HIV update - 10th October 2018

A round-up of the latest HIV news, for people living with HIV in the UK and beyond.

Sexually transmitted infections and viral load

A study of gay men in Thailand has found that people who are diagnosed with HIV and start HIV treatment are no less likely than others to have an undetectable viral load if they are diagnosed with a sexually transmitted infection (STI).

This confirms the generalisability of the “Undetectable = Untransmittable” (U=U) message. It shows that the original Swiss Statement on undetectability and transmission, issued ten years ago, was too cautious when it said that it did not apply to people who have STIs.

During two years of follow-up, men who had STIs were no more likely to have a detectable viral load than other men. This included testing of viral load in samples of blood, semen and rectal secretions.

However, having an STI at the time of HIV diagnosis – while the person was not taking HIV treatment – was associated with a much higher viral load, especially in semen.

This study reaffirms that an STI infection will not turn someone who cannot transmit HIV into someone who can.

For more information, read 'Sexually transmitted infections' in NAM's 'HIV & sex' booklet and the factsheet 'Viral load'.

People living with HIV underestimate the harm of smoking

People with HIV who smoke greatly underestimate the impact of smoking on life expectancy, according to a Danish study.

Current smokers living with HIV, asked to estimate their life expectancy, anticipated their life expectancy to be 3.65 years lower than people with HIV who had never smoked. However, epidemiological research carried out in Denmark indicates that smoking reduces life expectancy by 12 years in people living with HIV.

In comparison, the overall estimation of life expectancy by people living with HIV was accurate. Danish research estimates that HIV infection will reduce life expectancy by five years compared to the general population.
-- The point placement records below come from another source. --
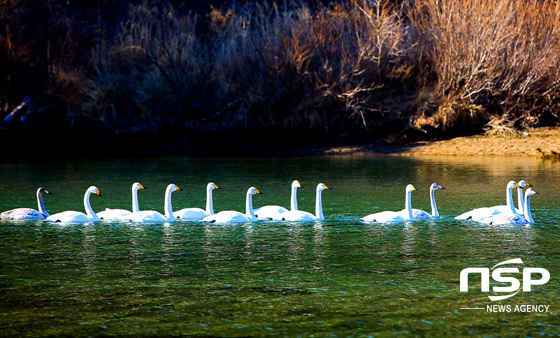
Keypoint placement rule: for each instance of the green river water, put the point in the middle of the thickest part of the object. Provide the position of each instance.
(339, 277)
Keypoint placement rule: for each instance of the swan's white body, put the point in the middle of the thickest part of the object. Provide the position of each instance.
(419, 214)
(113, 215)
(196, 214)
(404, 215)
(514, 218)
(76, 217)
(520, 204)
(151, 216)
(481, 213)
(29, 213)
(304, 216)
(229, 217)
(275, 212)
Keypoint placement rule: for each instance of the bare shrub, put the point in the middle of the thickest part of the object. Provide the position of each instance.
(490, 59)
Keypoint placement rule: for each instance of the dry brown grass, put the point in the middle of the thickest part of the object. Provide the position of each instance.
(491, 60)
(358, 67)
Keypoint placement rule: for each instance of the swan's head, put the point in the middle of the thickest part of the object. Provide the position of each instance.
(531, 192)
(512, 185)
(212, 186)
(43, 191)
(253, 191)
(436, 186)
(94, 190)
(172, 187)
(410, 188)
(138, 186)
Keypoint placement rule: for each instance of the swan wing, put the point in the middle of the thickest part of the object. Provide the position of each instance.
(227, 217)
(505, 218)
(385, 217)
(421, 214)
(481, 213)
(22, 214)
(298, 216)
(113, 215)
(190, 214)
(270, 212)
(145, 216)
(69, 217)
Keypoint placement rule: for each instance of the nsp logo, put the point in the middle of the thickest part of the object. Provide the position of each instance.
(528, 280)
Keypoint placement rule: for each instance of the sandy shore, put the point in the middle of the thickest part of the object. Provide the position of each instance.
(525, 144)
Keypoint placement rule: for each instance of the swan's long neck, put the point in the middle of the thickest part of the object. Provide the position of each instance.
(509, 199)
(520, 205)
(209, 201)
(528, 216)
(408, 205)
(435, 212)
(168, 207)
(135, 206)
(293, 200)
(249, 206)
(87, 206)
(319, 206)
(41, 205)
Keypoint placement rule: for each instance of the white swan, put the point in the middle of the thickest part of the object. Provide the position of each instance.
(76, 217)
(151, 216)
(520, 204)
(419, 214)
(480, 213)
(112, 215)
(304, 216)
(275, 211)
(514, 218)
(196, 214)
(395, 216)
(228, 217)
(28, 213)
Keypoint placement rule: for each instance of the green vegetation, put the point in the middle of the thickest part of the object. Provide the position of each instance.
(359, 67)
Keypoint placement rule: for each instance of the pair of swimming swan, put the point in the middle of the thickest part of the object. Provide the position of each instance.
(408, 213)
(188, 214)
(501, 214)
(278, 213)
(272, 212)
(506, 214)
(29, 213)
(146, 216)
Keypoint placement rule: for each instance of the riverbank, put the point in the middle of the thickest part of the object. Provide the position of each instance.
(536, 143)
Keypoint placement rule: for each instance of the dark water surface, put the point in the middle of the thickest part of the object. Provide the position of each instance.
(339, 277)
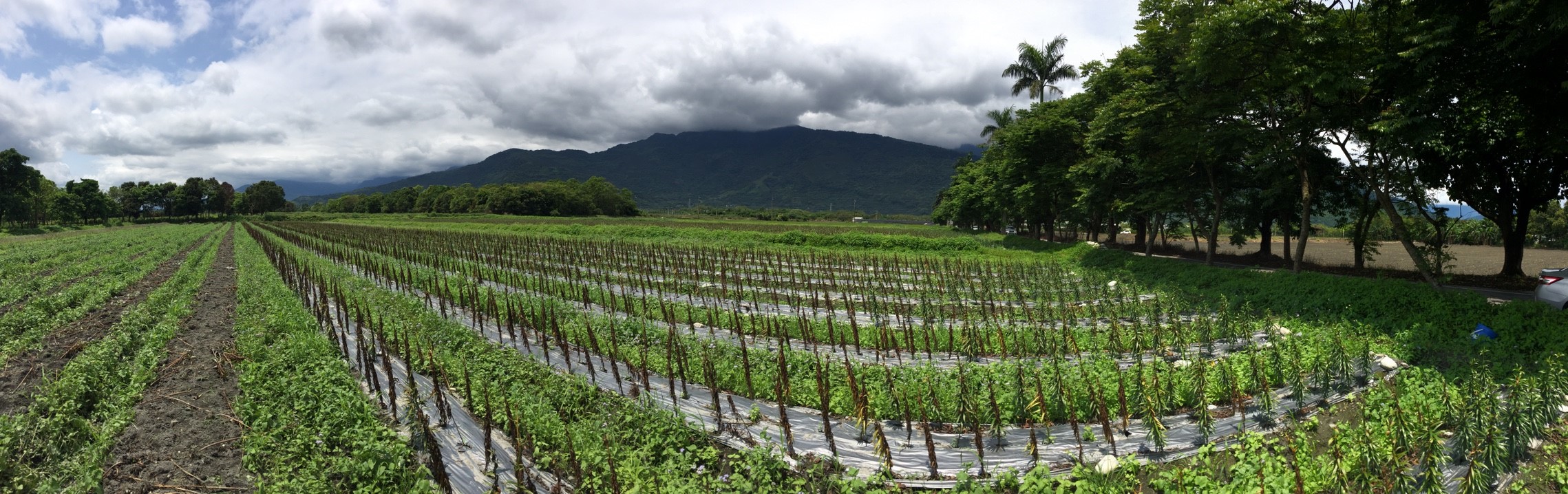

People living with HIV perceived their life expectancy to be almost four-and-a-half years shorter than people in the general population asked to estimate their life expectancy.

The researchers say that doctors need to do more to communicate the harm of smoking to people living with HIV.

For more information, read NAM's factsheets 'Smoking' and 'Life expectancy for people living with HIV'.

Loneliness linked to cognitive impairment

A Canadian study looking at cognitive impairment and dementia in older people with HIV has found that loneliness contributes to these problems. People who said that they often felt lonely were more likely to score poorly on a series of tests of their memory and thinking skills. They were also more likely to say that they thought they had problems in those areas.

People who were often lonely also had more symptoms of depression, stress and anxiety and poorer quality of life.

For more information, read NAM's factsheet 'Cognitive impairment and HIV' and booklets 'A long life with HIV' and 'HIV, mental health & emotional wellbeing'.

Broadly neutralising antibodies

Researchers have for the first time used infusions of antibodies to produce prolonged suppression of HIV viral load without antiretroviral therapy (ART) in the majority of a group given them. The study is the first demonstration that dual antibody therapy can work as a form of ART.

In the small study, nine out of eleven people with HIV, given three infusions of two so-called broadly neutralising antibodies (bNAbs), were able to stop their ART for an average of five months. Two of those people were still off ART and maintaining viral undetectability (one with a few ‘blips’) at the end of the trial, more than seven months after the last antibody infusion. 

The other seven maintained undetectable viral loads for an average of 14 weeks and stayed off ART for an average of 16 weeks.

Two people, however, had viral loads that rapidly reappeared after the last antibody infusion and almost immediately restarted ART. It turned out that both had pre-existing resistance to one of the antibodies used and that resistance to these antibodies is widespread. Up to two-thirds of people with HIV might have pre-existing resistance to these two antibodies.

This study is a proof that the concept of treatment with broadly neutralising antibodies can work. But they may need to be given in combinations of three or more antibodies (as with conventional antiretroviral drugs). And researchers need to find other antibodies which HIV finds it more difficult to develop resistance to.